Bir saat süren canlı yayında Erzurum’u konuştuk. Yüzlerce yerel televizyona yayın servisi yapan bir seçkin kanalda, Erzurum’u konuşmak güzeldi, Erzurum’u bir Erzurumlu programcıyla konuşmak daha da güzeldi.
TRT Anadolu’da değerli dostum Selahattin Şener’in hazırlayıp sunduğu Anadolu Gündemi programına ENER’İ temsilen konuk oldum.
Bir saat süren canlı yayında Erzurum’u konuştuk. Yüzlerce yerel televizyona yayın servisi yapan bir seçkin kanalda, Erzurum’u konuşmak güzeldi, Erzurum’u bir Erzurumlu programcıyla konuşmak daha da güzeldi.
Selahattin ŞENER’İN, mesleki becerisinden süzülüp gelen sorularının her biri önemliydi. Ancak ‘Doğu Anadolu ve Erzurum’un şu anki ekonomik tablosunu ve geleceğe yönelik hedeflerini irdeleyen sorusu elbette şehrin yoğunlaşması gereken ana ekseni ifade ediyor.
Erzurum nasıl kalkınacak? Öncelikli hedefleri ne olacak? Bu soruların cevabını yıllardır birlikte arıyoruz. Şehrin düşünen beyinlerinin her sohbetinde bu konu temel gündemi teşkil ediyor.
Şehir önderlerinin yıllardır yoğurup şekillendirdiği kalkınma manifestosunun temel taşları nedir diye sorsanız, verilecek cevap şudur: Kış turizmi, Sağlık, Eğitim ve Hayvancılık…
2011 Üniversiteler Arası Kış oyunlarının şehrimizde yapılmasıyla Kış Turizminde sıçranma yaşandı. Sektör önemli tesislere kavuştu, büyük yatırımlar yapıldı.
Daha da önemlisi ‘bu iş Erzurum’da olur’ anlayışı ülke içinde ve dış dünyada yerleşti.
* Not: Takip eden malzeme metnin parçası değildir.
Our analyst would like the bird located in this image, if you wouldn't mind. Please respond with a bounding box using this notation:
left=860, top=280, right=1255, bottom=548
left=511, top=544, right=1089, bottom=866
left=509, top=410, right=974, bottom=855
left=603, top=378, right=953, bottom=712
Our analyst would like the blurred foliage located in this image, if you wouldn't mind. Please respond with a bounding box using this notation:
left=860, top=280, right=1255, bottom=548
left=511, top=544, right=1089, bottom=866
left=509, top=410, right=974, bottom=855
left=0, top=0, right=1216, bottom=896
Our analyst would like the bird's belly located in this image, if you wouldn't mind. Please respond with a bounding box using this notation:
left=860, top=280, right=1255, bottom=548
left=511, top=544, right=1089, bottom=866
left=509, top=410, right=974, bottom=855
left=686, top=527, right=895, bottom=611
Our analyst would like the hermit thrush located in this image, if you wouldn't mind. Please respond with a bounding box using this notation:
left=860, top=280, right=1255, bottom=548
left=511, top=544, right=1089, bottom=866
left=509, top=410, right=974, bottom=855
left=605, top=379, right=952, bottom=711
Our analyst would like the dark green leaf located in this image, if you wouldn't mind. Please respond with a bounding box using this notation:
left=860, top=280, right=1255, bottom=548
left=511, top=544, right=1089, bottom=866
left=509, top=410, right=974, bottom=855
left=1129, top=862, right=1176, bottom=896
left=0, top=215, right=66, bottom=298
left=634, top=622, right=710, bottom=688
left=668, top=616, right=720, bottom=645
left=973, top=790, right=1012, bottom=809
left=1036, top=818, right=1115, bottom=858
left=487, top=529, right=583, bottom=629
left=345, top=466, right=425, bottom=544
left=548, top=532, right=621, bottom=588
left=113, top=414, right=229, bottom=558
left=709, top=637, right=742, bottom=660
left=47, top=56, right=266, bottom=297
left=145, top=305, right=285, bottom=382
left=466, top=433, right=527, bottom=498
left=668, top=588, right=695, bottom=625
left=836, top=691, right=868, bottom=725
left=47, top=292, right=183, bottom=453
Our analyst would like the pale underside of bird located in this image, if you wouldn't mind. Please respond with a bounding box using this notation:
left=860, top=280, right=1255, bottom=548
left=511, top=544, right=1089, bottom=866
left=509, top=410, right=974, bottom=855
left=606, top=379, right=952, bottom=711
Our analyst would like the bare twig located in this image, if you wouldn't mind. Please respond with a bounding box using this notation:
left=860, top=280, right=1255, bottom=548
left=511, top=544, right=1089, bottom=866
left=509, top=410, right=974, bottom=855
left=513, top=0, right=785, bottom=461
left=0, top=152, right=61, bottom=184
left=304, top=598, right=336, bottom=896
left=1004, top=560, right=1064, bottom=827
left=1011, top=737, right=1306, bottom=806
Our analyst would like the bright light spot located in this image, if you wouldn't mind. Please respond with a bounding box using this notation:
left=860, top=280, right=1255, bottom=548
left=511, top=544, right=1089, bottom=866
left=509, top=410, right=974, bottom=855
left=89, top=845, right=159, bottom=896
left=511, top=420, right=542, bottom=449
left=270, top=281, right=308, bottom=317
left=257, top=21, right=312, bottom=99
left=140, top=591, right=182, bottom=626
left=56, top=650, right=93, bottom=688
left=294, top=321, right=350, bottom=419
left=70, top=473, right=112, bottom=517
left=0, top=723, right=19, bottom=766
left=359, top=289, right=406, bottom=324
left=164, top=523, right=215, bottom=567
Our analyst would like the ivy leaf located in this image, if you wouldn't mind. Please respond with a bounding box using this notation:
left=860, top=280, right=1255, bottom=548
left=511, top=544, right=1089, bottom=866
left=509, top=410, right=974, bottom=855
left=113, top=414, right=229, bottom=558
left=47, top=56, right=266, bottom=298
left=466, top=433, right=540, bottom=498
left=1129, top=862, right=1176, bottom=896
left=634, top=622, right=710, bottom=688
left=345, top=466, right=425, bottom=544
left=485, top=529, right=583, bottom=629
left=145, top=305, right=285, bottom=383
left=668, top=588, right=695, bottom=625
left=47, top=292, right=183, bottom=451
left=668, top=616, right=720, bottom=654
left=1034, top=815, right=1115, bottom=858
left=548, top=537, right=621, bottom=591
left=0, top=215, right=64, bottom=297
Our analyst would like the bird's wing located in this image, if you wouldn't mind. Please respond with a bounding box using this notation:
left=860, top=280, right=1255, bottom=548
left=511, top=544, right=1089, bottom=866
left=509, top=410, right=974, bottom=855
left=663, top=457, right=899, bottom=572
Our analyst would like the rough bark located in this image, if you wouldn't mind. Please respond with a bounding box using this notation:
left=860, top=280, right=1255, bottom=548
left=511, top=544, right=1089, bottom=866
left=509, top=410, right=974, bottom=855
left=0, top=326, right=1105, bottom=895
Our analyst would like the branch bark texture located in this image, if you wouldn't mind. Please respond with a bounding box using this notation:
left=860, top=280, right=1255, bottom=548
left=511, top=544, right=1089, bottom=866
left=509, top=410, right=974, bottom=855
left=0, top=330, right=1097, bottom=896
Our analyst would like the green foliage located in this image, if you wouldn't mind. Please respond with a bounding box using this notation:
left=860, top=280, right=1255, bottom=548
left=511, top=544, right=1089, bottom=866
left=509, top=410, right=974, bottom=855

Erzurum, dünya kış turizmi ailesinin birinci sınıf üyesi oldu.
Erzurum’un sağlık merkezi olması konusunda Sağlık Bakanı Recep Akdağ, büyük emekler verdi, sağlık alt yapısında önemli adımlar atıldı.
Bölge hastanesi fiziki koşullar bakımından sayılı merkezler arasına girdi.
Üniversite hastanesi tesis ve hekimlik düzeyi bakımından aşama kaydetti. Organ naklinde iddialı hale geldi.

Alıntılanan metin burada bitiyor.